With awards shows and film festivals heavily dotting spring calendars, ‘tis the season to get a sneak peek at the year’s newest movies, from art-house to IMAX. This year offers a variety of documentaries and narratives that touch on issues pertinent to veganism, such as the sentience of animals, the complexity of our food system, and the power of a plant-based diet. Here are seven movies worth a second look—and maybe even the price of a bucket of popcorn.
This intriguing conceptual art film by Denis Côté fixates on the complex interplay between captive animals and observers, with a focus on visual confrontation via eye contact. Named for medieval illustrated volumes of exotic beasts, the film is both voyeuristic and cerebral, observing fragmented scenes of majestic lions confined within humbling cages, a rhino being washed by a zookeeper, and cows staring meditatively at the camera from their crowded bovine community. The film’s intent remains somewhat ambiguous, but in the words of The Hollywood Reporter, “Côté ostensibly remains outside the debate about whether commercial animal parks are educational facilities or inhumane prisons. But Bestiaire deftly forces us to consider our fascination with other creatures and the cost to them of being placed for our scrutiny in artificial environments.”
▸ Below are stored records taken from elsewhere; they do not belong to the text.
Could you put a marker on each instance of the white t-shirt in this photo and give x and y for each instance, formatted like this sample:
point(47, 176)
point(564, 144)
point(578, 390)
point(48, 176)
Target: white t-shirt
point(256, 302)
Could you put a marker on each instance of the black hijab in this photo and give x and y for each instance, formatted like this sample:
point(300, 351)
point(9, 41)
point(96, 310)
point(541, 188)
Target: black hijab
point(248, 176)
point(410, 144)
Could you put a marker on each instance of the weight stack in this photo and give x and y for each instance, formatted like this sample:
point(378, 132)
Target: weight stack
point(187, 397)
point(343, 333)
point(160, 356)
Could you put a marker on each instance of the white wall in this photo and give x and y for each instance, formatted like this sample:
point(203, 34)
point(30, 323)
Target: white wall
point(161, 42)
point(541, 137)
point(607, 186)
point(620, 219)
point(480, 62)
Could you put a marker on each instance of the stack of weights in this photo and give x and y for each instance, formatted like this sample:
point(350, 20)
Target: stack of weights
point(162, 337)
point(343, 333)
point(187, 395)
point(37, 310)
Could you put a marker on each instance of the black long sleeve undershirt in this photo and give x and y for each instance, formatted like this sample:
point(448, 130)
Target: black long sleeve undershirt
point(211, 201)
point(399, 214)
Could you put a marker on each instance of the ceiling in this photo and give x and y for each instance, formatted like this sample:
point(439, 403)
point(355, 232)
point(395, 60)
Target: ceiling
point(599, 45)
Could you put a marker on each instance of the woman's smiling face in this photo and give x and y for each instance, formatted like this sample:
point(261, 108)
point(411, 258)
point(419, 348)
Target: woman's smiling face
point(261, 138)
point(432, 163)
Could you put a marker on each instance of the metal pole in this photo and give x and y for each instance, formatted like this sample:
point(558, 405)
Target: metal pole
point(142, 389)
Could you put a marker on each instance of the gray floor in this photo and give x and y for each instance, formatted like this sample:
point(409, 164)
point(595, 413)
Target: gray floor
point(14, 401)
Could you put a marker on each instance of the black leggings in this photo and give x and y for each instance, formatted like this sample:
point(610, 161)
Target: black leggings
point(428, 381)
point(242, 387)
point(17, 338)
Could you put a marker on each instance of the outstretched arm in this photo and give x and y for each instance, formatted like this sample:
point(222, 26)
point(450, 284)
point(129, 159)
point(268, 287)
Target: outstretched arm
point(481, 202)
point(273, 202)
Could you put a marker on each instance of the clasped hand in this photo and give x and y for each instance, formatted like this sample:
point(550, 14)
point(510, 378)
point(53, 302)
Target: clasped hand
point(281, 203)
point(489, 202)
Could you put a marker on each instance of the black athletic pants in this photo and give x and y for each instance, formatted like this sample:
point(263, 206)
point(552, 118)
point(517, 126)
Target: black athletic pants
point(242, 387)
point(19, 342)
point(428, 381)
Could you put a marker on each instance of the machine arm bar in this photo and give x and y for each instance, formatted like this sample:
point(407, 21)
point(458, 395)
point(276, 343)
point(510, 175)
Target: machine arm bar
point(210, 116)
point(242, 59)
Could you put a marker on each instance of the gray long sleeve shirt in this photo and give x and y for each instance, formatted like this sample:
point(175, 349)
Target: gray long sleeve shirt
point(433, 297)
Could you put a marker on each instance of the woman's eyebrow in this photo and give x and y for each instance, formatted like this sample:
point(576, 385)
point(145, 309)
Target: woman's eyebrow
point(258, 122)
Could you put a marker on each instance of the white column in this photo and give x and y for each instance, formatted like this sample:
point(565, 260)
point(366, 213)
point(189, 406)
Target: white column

Not for the faint of heart, this Oscar-nominated Belgian drama follows an aggressive, steroid-inflated cattle farmer as he makes a black-market deal with a Mafioso meat trader for illegal growth hormones, some of which he takes himself. Part-character study, part-crime film, Bullhead is more of a thriller than an anti-meat film, but it nonetheless shines a light on—and raises questions about—the bad business of beef.
Cages of Shame
The recipient of the Humane Society of the United States ACE Documentary Film Grant, Cages of Shame is a powerful look into China’s cruel bear-bile farms and a tale of the rescue of 10 of their captives. Tragic but inspiring, the film follows animal activist Jill Robinson and her team as they do whatever it takes to liberate moon bears from a farm where they have lived devastatingly miserable lives in deplorable conditions, all in the name of collecting their bile for supposedly medicinal uses. Shedding light on a lesser-known but horrific industry, this documentary could have the power to raise awareness and abolish the practice of bear-bile farming forever.
Three years in the making, Disney’s hyped nature documentary Chimpanzee arrives this spring—on Earth Day, to be exact. Following super-cute baby chimpanzee Oscar as he is orphaned in the African jungle and subsequently adopted by another female chimp who takes him under her figurative wing. In gorgeous high-definition and with an approach that is curious and empathetic, Chimpanzee is an exciting foray into an intimate primate society where few have tread before. Even better, Disneynature will make a 20-cent donation for each ticket sold opening week to the Jane Goodall Institute, which works to conserve chimpanzee and ape populations.
Heal Your Self
In the vein of Forks Over Knives and Fat, Sick, and Nearly Dead, Heal Your Self is an exploration of the impact of diet, stress, environmental toxins, and attitudes on personal health, attributing many elements of America’s health crisis on variables that are within our own control. Encouraging a take-charge attitude toward one’s own well-being, first-time filmmaker Norm Hacker consults a range of advocates from medical experts to cancer survivors to develop an all-encompassing outlook on how taking responsibility and adopting lifestyle changes can make all the difference in achieving optimum health and happiness.
In Organic We Trust
This compelling documentary explores the ways that the American food system has been broken by big-ag, with smaller-scale, local farms—and human health—left with very real, very negative consequences. Pesticides, additives, and processed foods are killing us softly, but all hope is not lost, as the move toward sustainable farming, farmers’ markets, and community-supported agriculture is growing in strength and numbers. The film also explores the term “organic” and what it truly means in a system as complex as America’s. Powerful and smart, In Organic We Trust is here to explore the issues surrounding the ways that we grow, move, and buy our food.
Minds In the Water
Vegan professional surfer David Rastovich is way more than just a beach bum—this dedicated activist traveled the world for five years to support the conservation of dolphins and whales, the very marine beasts with whom he shares the waves. This athlete’s love for creatures great and small takes him everywhere from Australia to Japan to California, all in the name of ending the habitat destruction and slaughter of the ocean’s gentle giants. Rastovich’s organization Surfers for Cetaceans aims to celebrate and protect the interspecies bond between humans, dolphins, and whales, and Minds In the Water offers an in-depth glimpse of the depth and importance of this relationship.